It ties back to how I mentioned earlier that the creation of body image and self-esteem stems from the positive and negative feedback from everything around them. With so much negativity surrounding women and their physical selves these days, it’s no surprise to me that eating disorders are apparent in young women and that self-esteems are as low as they are. I remember flipping through my grandparent’s old magazines as a kid and seeing women on the pages fully clothed and selling things such as toothpaste and dryers.
Mind you, those magazines were published in the year 1942, but you see my point. It’s ironic in a sense because women were still appearing in magazines to sell and advertise, but it feels innocent. Now, most magazines will contain a naked woman wrapped around a giant bottle of the latest Chanel perfume, or wrapped around a man’s half naked body to sell a car brand. According to author Patrice Oppliger, “men’s magazines have symbolically regulated women into sex objects as a backlash to their achievements in social, political, and professional equality. Oppliger, 135).

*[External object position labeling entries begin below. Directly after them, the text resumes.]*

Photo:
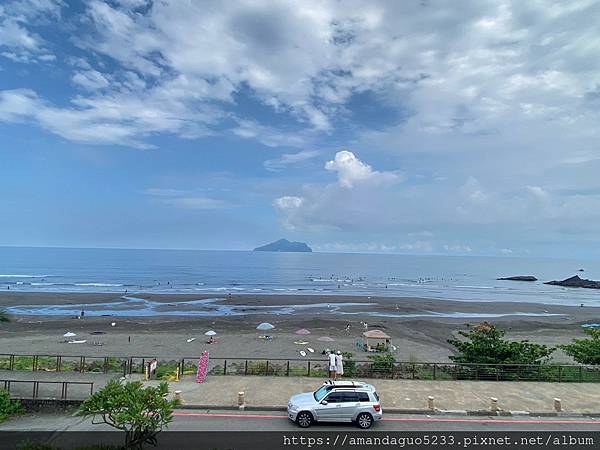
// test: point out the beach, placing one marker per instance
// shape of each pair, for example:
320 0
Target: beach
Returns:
161 324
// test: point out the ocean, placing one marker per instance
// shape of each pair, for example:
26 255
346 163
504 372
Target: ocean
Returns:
135 272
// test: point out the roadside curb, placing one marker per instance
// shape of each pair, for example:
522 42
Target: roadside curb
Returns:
437 412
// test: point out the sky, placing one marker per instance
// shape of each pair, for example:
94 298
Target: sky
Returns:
461 128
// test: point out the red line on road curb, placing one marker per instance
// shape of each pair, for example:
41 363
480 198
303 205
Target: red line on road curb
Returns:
236 416
406 419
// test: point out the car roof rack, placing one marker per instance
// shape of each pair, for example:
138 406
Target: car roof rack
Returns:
344 384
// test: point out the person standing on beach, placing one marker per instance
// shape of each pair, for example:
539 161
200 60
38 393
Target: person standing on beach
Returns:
332 366
339 364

As a young woman myself, I am constantly surrounded by inequality and the ongoing battle of the sexes. Women are seen as less compared to men, and that is a perfect example. Women being portrayed so sexually within men’s magazines sends a message that women are only good to look at, which proves my point of women being seen and treated as objects, starting from a young age. When being treated so continuously as less than human because of your body, you learn to hate it and view yourself as the same, resulting in poor body image and low self-esteem.
When studying the correlations of age, awareness, and body image development, “awareness and internalization of societal standards of attractiveness increased with age, whereas body satisfaction and self-esteem decreased. This reveals how, in adolescent girls, increasing acceptance of cultural standards may lead to dissatisfaction with and rejection of themselves. ” (Kerr) When I see photographs and other media forms from decades ago, for example the 1940’s, I see women and young women dressed in clothing that covers their bodies, and I get a sense of what the rules around clothing and public sexual exploitation were like.
I almost have a feeling that women were never thought of being featured on any type of media then the way they are now. During this day and age, no one bats an eyelash when they see a woman naked on a magazine cover or in a digital form of media such as a movie, television show, music video, etc. What changed our views around the exploitation of our bodies? What happened during those seven or so decades that made us comfortable with something so irrational?
While multiple magazines feature the ideal body shape that I’ve discussed previously, there are some magazines that have begun to include models of a healthier weight with various body types being represented as well. In relation to this sudden inclusion of bigger models, the Barbie doll has recently been released featuring multiple body types with various combinations of height and weight. These recent actions give me hope that someday, every body type will be included instead of discredited and put down.